Our study has potential several limitations. First, although our study was longitudinal, our observational study design does not enable us to definitely confirm a causal relationship between serum vitamin D and lean mass changes. Second, our sample included only Afro-Caribbean men; thus, our findings may not be applicable to women or other racial/ethnic groups. A previous study reported that although the effect modification by sex was not detected in the association between serum vitamin D and muscle mass change, the degree of muscle mass loss was greater in men than women in Chinese population, suggesting the difference in sex-specific hormonal status between men and women may play a role in the association (3). Thus, the potential effect of sex, as well as, of sex-specific hormones in the association should be clarified in future studies. Third, we were not able to examine the potential modulating effect of nutritional status and sunlight exposure due to limited data in the TBHS. Fourth, the random selection of men to have vitamin D measured was performed after the follow-up visits were completed. Although we tested for baseline differences between the men selected versus those not selected for vitamin D measurement, and found them to be largely similar, we detected significant differences in the prevalence of cancer and the level of physical activity. Thus, it is possible that a survival bias remained at play in the observed associations. Finally, our data collection completed by 2013, which can be considered to be old. However, we believe that the trend we observed among Tobagonian Afro-Caribbean men would remain to date, unless a considerable change in their nutrition, lifestyle or weather on the island occurred. Despite our study limitations, the current study has a number of unique strengths ands add to the current literature on vitamin D and lean mass loss with aging. First, our study is the first longitudinal study that we are aware of that focuses on serum vitamin D and lean mass changes with aging in African ancestry individuals. Additionally, we were able to examine the individual relationships between 25(OH)D and its hormonally active form, 1,25(OH)2D, with age-related changes in lean mass. Finally, our relatively large sample size enabled us to have enough statistical power to stratify total sample to subgroups to assess potential modulating effect of both age and DM status.

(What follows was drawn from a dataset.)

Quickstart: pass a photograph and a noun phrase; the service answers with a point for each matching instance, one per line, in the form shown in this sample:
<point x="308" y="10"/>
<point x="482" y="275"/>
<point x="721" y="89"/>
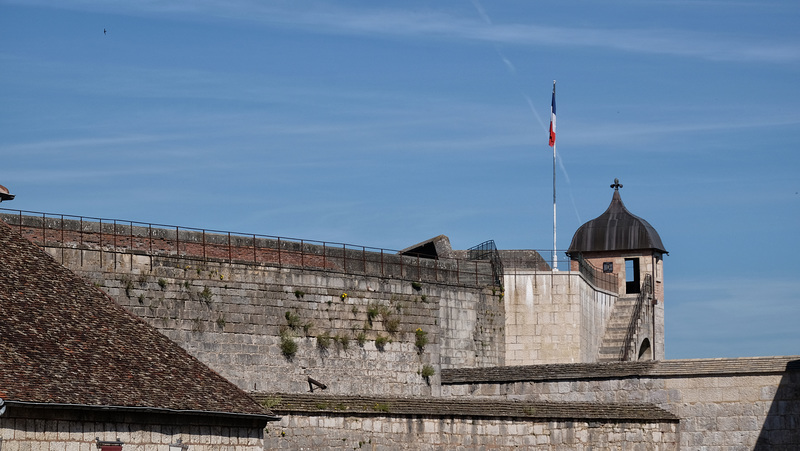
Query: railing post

In conclusion, we found that greater serum 25(OH)D and 1,25(OH)2D levels were independently associated with lower age-related loss of lean muscle mass in older and prediabetic Afro-Caribbean men. Our findings suggest that maintaining high serum vitamin D level may be important in musculoskeletal health, particularly in the elderly and those who have insulin resistance. Further studies are needed to better understand the association between vitamin D and skeletal muscle aging.
5.
Funding
This research was supported, in part, by funding or in-kind services from the Division of Health and Social Services and Tobago House of Assembly, and by grants R01-AR049747 and R01-DK097084 from the National Institute of Health (NIH).
Footnotes
Disclaimers: None of the authors report a conflict of interest related to this study.